A morte não têm nenhum poder sobre a vida de quem ama.
É
possível celebrar a morte, o fim sem volta da existência humana? Não seria a
morte sempre uma tragédia, uma perda irreparável? É verdade que procuramos
desesperadamente construir pontes – com os tijolos das palavras e dos ritos e
dos símbolos, do amor saboreado e da fé teimosa – sobre o abismo que separa os
que estamos aqui e as pessoas queridas que se foram. Mas a morte seria mesmo
apemas um abismo ou um muro entre duas terras firmes, o aqui e o além, o fim
obscuro e lamentável da nossa bela, apesar de tudo, mas sempre precária
existência?
Não lamentamos
a morte das pessoas que consideramos más, ou que não tiveram uma influência
positiva sobre nós. Conhecemos gente que se dispõe a antecipar o fim da vida de
pessoas a quem consideram inimigas, e até da própria vida, quando lhes parece
difícil, triste, sem sentido e sem futuro. Mas tudo muda de figura quando se
trata do fim de uma vida plena de sentido ou de uma pessoa que queremos bem e
nos é preciosa. A morte das pessoas que nos são caras abre as portas da crise e
nos chama à busca de sentido.
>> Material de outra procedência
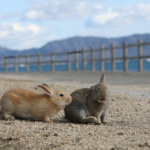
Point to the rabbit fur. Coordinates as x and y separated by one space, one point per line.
89 105
29 105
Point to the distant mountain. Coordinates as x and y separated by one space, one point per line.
80 42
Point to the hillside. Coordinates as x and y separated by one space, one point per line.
80 42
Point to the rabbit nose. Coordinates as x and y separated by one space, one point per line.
105 97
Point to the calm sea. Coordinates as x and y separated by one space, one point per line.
132 66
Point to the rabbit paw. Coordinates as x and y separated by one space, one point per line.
10 118
105 122
98 123
91 119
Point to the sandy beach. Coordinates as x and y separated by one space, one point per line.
128 125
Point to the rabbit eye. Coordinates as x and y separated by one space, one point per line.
61 95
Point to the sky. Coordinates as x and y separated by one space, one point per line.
26 24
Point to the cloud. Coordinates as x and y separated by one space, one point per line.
58 9
12 34
117 17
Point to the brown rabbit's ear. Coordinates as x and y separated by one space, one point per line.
47 86
92 88
48 90
102 79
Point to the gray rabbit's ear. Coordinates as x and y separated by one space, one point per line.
102 79
92 88
48 91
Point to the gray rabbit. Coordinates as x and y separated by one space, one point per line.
89 105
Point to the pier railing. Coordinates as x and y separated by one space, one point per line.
4 61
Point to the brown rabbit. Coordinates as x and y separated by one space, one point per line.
89 105
29 105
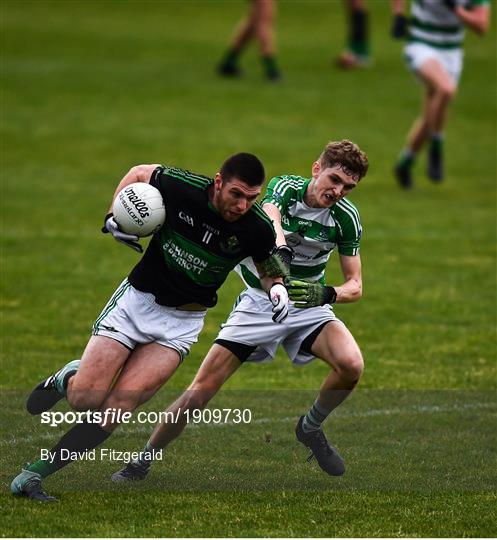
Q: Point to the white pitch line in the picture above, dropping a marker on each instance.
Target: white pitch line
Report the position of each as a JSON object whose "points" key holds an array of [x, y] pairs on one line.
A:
{"points": [[415, 409]]}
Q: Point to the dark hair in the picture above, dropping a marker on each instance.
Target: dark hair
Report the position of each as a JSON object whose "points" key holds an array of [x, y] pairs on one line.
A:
{"points": [[245, 167], [347, 155]]}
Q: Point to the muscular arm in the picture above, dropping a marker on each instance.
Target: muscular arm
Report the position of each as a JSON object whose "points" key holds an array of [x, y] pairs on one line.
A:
{"points": [[478, 18], [351, 289], [138, 173]]}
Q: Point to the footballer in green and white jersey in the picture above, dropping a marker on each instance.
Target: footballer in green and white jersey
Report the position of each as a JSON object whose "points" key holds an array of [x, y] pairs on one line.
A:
{"points": [[312, 233], [435, 56], [435, 24]]}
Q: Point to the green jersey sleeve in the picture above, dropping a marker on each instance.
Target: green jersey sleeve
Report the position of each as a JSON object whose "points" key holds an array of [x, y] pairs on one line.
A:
{"points": [[349, 228]]}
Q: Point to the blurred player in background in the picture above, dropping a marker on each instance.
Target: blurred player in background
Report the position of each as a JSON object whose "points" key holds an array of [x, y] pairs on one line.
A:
{"points": [[259, 24], [311, 217], [157, 313], [357, 52], [434, 54]]}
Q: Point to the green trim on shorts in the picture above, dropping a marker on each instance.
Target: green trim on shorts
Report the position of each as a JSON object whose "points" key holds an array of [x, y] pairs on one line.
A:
{"points": [[435, 45], [111, 304]]}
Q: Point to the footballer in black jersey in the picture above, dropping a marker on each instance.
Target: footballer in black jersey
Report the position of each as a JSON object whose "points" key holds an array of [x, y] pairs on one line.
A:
{"points": [[190, 257], [149, 324]]}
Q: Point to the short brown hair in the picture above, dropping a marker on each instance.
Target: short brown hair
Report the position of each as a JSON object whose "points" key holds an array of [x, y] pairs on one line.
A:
{"points": [[347, 155]]}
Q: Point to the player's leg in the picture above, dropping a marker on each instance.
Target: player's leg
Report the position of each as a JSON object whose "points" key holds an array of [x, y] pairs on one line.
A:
{"points": [[264, 15], [442, 89], [357, 52], [245, 31], [100, 363], [337, 347], [146, 370], [416, 139], [219, 364]]}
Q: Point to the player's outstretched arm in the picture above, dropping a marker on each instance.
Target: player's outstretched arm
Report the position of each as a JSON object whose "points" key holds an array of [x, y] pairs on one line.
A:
{"points": [[351, 289], [139, 173], [307, 294]]}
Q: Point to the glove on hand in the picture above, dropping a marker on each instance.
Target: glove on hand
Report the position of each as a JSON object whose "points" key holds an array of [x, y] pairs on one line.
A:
{"points": [[279, 298], [399, 26], [308, 294], [110, 226]]}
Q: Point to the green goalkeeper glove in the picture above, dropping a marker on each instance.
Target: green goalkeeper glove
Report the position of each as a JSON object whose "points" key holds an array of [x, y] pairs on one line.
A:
{"points": [[308, 294]]}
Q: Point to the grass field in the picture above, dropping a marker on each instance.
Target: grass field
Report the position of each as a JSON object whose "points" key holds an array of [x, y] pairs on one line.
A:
{"points": [[91, 88]]}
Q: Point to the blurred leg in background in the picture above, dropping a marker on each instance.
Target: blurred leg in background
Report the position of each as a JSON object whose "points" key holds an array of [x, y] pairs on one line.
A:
{"points": [[259, 25], [357, 51]]}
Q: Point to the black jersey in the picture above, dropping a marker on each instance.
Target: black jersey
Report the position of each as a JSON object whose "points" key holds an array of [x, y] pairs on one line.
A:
{"points": [[190, 257]]}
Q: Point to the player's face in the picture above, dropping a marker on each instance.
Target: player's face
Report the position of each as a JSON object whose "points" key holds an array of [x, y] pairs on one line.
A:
{"points": [[234, 198], [329, 185]]}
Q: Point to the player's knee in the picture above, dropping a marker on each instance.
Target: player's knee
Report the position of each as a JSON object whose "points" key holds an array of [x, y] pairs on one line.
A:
{"points": [[353, 367], [447, 91], [122, 401], [197, 397], [83, 401]]}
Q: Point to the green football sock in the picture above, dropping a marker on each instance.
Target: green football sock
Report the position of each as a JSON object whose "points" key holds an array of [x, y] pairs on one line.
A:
{"points": [[406, 158], [358, 40]]}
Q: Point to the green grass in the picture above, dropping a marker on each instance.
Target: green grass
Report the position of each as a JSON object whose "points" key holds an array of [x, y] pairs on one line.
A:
{"points": [[91, 88]]}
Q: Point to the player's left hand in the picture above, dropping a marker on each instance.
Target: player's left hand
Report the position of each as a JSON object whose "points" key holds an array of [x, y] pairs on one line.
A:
{"points": [[279, 299], [308, 294], [130, 240]]}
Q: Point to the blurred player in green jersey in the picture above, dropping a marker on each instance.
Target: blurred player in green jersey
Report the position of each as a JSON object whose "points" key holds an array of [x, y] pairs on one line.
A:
{"points": [[357, 53], [259, 25], [434, 54]]}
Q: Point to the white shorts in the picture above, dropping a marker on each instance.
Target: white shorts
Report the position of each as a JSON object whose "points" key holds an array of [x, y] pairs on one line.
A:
{"points": [[250, 323], [416, 54], [133, 317]]}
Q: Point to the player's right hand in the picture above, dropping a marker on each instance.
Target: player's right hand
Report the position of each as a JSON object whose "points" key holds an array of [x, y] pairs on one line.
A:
{"points": [[399, 26], [130, 240]]}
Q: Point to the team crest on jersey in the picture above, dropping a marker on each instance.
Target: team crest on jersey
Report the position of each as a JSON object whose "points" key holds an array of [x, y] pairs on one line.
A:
{"points": [[230, 245]]}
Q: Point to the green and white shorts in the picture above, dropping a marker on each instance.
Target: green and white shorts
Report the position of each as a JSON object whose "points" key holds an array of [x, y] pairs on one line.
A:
{"points": [[133, 317], [416, 54], [250, 323]]}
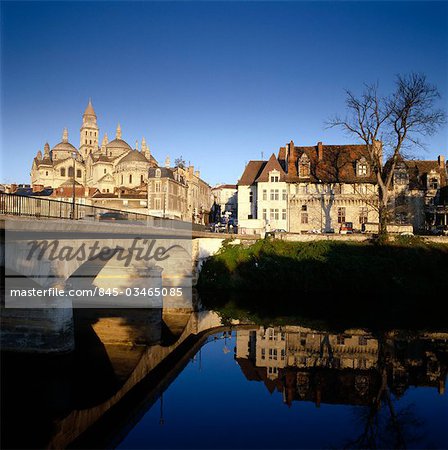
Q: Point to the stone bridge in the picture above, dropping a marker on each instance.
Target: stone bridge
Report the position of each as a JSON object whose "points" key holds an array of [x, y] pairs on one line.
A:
{"points": [[93, 265]]}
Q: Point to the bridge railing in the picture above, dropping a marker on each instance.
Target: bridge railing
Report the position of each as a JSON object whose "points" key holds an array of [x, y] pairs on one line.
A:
{"points": [[19, 205]]}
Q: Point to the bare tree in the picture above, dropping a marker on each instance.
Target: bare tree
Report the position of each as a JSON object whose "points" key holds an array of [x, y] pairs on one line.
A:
{"points": [[391, 124]]}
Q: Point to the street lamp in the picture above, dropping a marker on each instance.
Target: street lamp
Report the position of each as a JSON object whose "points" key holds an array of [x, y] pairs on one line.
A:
{"points": [[73, 187]]}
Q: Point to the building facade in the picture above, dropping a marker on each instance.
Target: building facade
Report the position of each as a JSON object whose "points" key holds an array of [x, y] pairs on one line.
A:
{"points": [[226, 196], [318, 188], [115, 175]]}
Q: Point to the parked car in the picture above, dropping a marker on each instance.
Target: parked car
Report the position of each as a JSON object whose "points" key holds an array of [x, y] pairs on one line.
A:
{"points": [[112, 216], [346, 228], [275, 233]]}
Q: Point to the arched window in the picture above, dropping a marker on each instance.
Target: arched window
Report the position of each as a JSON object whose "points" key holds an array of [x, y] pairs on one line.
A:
{"points": [[362, 168], [304, 166]]}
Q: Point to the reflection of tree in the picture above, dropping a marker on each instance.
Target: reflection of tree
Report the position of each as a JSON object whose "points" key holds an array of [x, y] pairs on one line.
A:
{"points": [[383, 426]]}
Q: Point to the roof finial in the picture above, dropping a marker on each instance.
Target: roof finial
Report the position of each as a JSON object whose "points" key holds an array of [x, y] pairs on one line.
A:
{"points": [[89, 110]]}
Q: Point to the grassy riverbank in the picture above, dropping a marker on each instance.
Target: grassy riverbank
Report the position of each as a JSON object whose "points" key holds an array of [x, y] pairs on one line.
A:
{"points": [[358, 284]]}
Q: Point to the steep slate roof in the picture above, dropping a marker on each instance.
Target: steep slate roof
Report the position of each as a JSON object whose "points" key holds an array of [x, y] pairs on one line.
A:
{"points": [[251, 173], [337, 165], [272, 164], [418, 170], [164, 172]]}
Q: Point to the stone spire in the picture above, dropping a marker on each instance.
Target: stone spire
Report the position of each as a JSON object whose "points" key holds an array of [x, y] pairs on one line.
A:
{"points": [[145, 150], [89, 132], [104, 142], [89, 110]]}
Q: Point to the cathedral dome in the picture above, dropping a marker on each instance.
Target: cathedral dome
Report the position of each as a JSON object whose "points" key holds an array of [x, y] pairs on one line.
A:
{"points": [[134, 156], [64, 146], [118, 144]]}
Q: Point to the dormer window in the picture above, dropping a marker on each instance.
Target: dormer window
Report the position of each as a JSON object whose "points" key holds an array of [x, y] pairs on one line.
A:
{"points": [[433, 183], [304, 166], [274, 177], [362, 168]]}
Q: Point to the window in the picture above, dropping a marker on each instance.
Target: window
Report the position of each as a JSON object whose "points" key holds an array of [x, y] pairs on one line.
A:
{"points": [[363, 214], [304, 166], [362, 168], [433, 183]]}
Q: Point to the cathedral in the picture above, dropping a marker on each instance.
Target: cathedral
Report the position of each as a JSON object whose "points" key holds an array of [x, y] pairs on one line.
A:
{"points": [[104, 167]]}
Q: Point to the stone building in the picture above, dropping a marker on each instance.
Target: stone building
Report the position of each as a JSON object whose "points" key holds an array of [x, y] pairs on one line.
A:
{"points": [[167, 194], [115, 175], [317, 188], [108, 168], [226, 196]]}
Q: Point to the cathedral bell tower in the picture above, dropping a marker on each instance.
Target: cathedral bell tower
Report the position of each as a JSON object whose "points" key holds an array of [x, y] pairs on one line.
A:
{"points": [[89, 132]]}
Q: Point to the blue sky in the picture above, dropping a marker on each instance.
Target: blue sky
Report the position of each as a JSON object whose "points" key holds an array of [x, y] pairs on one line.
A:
{"points": [[217, 83]]}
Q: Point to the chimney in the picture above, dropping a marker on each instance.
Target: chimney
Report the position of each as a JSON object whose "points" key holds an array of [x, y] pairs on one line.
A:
{"points": [[378, 145], [320, 151]]}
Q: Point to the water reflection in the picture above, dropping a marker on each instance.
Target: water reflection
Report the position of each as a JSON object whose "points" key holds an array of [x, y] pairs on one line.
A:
{"points": [[353, 368], [105, 393]]}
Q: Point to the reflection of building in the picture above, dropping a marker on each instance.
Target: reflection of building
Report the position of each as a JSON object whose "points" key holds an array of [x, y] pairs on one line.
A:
{"points": [[320, 187], [310, 365]]}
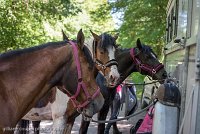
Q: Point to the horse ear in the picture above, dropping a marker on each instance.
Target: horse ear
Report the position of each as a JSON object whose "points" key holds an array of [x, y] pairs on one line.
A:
{"points": [[80, 39], [116, 36], [64, 36], [96, 37], [139, 44]]}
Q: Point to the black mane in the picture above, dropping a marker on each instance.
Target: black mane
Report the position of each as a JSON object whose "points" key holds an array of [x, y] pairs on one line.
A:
{"points": [[148, 49], [15, 53]]}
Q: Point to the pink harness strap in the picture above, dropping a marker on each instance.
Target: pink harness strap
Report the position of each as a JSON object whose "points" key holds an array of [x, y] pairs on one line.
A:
{"points": [[81, 84], [145, 67]]}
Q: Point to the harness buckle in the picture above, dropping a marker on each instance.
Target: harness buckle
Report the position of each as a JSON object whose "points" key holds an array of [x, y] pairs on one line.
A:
{"points": [[80, 79], [153, 71]]}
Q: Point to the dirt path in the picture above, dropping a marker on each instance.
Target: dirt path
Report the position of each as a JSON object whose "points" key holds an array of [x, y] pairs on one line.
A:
{"points": [[124, 126]]}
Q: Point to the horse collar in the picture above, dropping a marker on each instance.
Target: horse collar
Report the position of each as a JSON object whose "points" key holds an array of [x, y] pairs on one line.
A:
{"points": [[99, 63], [151, 70]]}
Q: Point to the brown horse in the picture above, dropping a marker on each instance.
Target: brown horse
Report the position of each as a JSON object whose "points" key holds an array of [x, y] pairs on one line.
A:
{"points": [[26, 75], [49, 107]]}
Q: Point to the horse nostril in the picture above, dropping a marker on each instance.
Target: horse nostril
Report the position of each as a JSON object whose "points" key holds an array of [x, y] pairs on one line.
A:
{"points": [[165, 74], [112, 78]]}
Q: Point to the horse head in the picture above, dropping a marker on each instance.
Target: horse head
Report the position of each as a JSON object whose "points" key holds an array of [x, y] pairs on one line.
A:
{"points": [[104, 47], [82, 89]]}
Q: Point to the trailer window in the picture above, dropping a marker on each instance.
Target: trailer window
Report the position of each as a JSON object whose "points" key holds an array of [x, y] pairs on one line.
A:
{"points": [[172, 23]]}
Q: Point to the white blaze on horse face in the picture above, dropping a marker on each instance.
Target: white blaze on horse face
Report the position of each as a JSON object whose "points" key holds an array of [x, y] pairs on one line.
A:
{"points": [[114, 74], [58, 109], [153, 55]]}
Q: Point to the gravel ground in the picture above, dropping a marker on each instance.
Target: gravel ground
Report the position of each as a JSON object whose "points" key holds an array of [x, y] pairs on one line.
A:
{"points": [[124, 126]]}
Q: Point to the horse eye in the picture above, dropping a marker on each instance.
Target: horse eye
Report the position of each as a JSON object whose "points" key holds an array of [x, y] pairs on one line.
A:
{"points": [[102, 52]]}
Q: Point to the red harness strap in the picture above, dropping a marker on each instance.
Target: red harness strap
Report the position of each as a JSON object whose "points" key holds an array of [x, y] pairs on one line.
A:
{"points": [[81, 84], [151, 70]]}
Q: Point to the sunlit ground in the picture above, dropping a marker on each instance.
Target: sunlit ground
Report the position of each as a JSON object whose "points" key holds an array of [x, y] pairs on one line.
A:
{"points": [[124, 126]]}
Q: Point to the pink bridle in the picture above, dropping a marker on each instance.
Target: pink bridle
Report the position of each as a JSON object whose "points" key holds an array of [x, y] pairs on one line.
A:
{"points": [[151, 70], [81, 84]]}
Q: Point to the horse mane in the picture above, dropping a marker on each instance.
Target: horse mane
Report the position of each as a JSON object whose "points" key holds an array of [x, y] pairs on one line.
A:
{"points": [[19, 52], [107, 40]]}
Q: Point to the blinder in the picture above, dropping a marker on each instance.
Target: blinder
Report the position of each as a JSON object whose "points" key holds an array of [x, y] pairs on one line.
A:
{"points": [[151, 70], [100, 63]]}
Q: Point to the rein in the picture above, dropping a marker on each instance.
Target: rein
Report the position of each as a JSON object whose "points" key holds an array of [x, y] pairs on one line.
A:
{"points": [[151, 70], [99, 63], [81, 84]]}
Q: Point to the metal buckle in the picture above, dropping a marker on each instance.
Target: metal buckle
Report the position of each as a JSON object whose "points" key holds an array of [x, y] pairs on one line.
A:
{"points": [[153, 71]]}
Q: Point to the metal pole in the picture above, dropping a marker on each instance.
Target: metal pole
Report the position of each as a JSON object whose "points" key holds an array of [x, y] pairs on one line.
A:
{"points": [[197, 83]]}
Se a morte não assusta, ao menos entristece.
No
evangelho de hoje, Maria, irmã de Marta e Lázaro, procura em Jesus um sentido
para a morte de uma pessoa justa, boa e querida. Começa cobrando a demora e o
aparente descaso de Jesus: “Senhor, se estivesses aqui, meu irmão não teria
morrido!...” Jesus tinha sido informado da enfermidade do amigo Lázaro, e o
desejo de prolongar e tornar menos difícil a vida das pessoas que amamos é
muito normal. Jesus se comove com a dor de Maria, de Marta e dos amigos e
amigas que as acompanham. Sua comoção e suas lágrimas suscitam admiração.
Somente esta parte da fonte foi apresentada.